Several other laws have also been spawned from high-profile cases.

Megan's Law, which requires law enforcement agencies to make information about sex offenders public, was created after Megan Kanka, 7, was raped and murdered by her neighbor, a convicted child rapist.

Matthew Crenson, a political science professor emeritus with Johns Hopkins University, says headliner cases are sometimes the only way to pass laws.

Megan's Law was proposed in the New Jersey legislature one month after Kanka's death.

"This is not necessarily an unusual or even bad way to get things done," Crenson told the Gazette.

In Maryland, state Sen. Nancy Jacobs (R- Abingdon) proposed Caylee’s law in the Maryland General Assembly, saying of the case, "It really grabs the attention of people and makes them aware that something needs to change."

However many questioned the need for Caylee's law.

Fellow Maryland state Sen. Brian E. Frosh (D-Bethesda) said of the proposal, "If your kid is missing for a month and you do nothing about it, that's neglect."

Intentional child neglect is a criminal offense in Maryland.

William Meggs, a Florida state attorney, said of Caylee's law, "It only applies to people like [Casey Anthony] and fortunately those are not common everyday occurrences."

Frank Baumgartner, a professor of political science at the University of North Carolina, said that proposals like Caylee's law are a reflection of "an overreaction or a disproportionate attention to a problem."

Anthony, 25, was arrested in connection to her daughter's death after her mother, Cindy Anthony, called police in 2008 and told them she had not seen her grandchild in 31 days.

Casey Anthony told police her daughter was taken by a woman she claimed was the toddler's nanny. Detectives, however, never found alleged kidnapper Zenaida Gonzalez. Police eventually found the girl's body in a wooded area near the Anthony family home.

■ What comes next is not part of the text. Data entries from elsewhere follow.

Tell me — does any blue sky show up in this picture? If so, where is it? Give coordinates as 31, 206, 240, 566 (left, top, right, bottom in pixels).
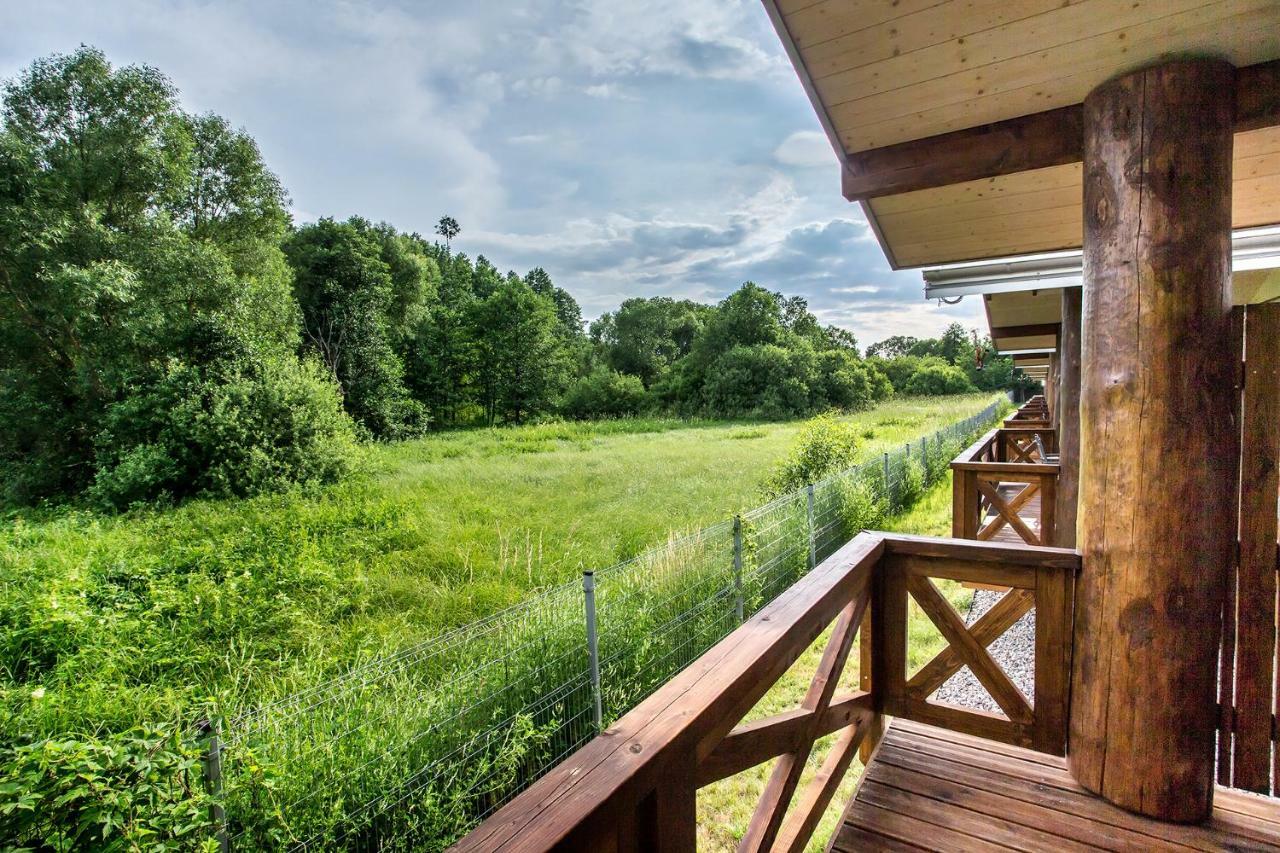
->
0, 0, 982, 346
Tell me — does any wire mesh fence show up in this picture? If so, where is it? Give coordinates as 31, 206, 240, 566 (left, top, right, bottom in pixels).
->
204, 402, 1002, 850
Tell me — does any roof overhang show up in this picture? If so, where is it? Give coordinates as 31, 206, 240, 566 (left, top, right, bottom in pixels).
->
923, 227, 1280, 305
764, 0, 1280, 267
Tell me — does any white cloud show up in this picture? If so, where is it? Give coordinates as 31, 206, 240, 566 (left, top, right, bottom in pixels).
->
0, 0, 962, 342
773, 131, 838, 168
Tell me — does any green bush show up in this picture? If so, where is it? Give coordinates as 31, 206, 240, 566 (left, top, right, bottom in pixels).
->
561, 368, 645, 420
88, 356, 355, 508
904, 364, 974, 396
764, 415, 861, 496
0, 726, 218, 850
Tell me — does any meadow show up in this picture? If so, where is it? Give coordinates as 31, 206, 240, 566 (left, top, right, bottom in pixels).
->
0, 394, 992, 841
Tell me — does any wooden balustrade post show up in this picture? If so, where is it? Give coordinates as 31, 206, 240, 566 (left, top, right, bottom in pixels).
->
1226, 305, 1280, 794
1053, 287, 1082, 548
1068, 60, 1239, 821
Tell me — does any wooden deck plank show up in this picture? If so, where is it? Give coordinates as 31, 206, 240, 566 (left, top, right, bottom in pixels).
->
831, 720, 1280, 853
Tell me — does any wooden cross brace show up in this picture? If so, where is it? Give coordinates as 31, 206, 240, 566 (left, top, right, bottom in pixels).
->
978, 478, 1044, 544
906, 575, 1034, 725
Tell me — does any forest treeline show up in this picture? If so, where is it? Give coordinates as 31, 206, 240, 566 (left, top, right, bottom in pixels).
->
0, 47, 1016, 507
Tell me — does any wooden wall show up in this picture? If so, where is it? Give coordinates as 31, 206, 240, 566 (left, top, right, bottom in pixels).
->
1217, 304, 1280, 794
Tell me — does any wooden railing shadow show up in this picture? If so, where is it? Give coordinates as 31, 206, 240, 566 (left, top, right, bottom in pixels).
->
458, 533, 1079, 852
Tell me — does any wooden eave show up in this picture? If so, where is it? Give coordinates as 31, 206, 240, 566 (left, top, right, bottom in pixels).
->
764, 0, 1280, 269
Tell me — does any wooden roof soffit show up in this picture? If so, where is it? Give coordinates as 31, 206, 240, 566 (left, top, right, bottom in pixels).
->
841, 60, 1280, 201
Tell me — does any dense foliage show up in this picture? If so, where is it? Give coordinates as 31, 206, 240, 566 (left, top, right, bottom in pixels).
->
0, 47, 1039, 508
0, 49, 351, 506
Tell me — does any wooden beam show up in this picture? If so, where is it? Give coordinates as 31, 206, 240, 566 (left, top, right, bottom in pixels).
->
1231, 305, 1280, 794
1068, 60, 1240, 822
842, 60, 1280, 201
698, 690, 872, 788
842, 105, 1083, 201
991, 323, 1062, 346
1235, 59, 1280, 133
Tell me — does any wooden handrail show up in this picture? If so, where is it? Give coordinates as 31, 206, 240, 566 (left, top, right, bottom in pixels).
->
457, 533, 1079, 852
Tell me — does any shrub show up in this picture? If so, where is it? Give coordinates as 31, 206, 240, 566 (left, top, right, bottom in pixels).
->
561, 368, 645, 420
904, 364, 975, 394
703, 343, 817, 419
815, 350, 893, 411
88, 356, 355, 508
0, 726, 216, 850
764, 415, 860, 497
896, 457, 924, 507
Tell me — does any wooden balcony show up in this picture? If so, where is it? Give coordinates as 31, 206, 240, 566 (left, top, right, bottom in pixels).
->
951, 420, 1060, 546
458, 533, 1280, 852
460, 533, 1079, 850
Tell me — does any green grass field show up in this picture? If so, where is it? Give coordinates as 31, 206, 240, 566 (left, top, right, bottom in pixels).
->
0, 394, 995, 848
698, 471, 973, 853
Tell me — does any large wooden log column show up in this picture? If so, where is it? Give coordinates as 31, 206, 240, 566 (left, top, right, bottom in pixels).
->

In July 2011, a jury found the 25-year-old Florida mother guilty of lying to a law enforcement officer. However jurors said there was not enough evidence to prove beyond reasonable doubt that Anthony murdered her daughter.

She was acquitted of first-degree murder, aggravated child abuse and manslaughter.

The verdict shocked the nation and drove more people to sign Crowder's petition. The petition has surpassed the 1 million mark, with 1,294,293 signatures.

Crowder is also raising money to purchase a Florida billboard urging for Caylee's law.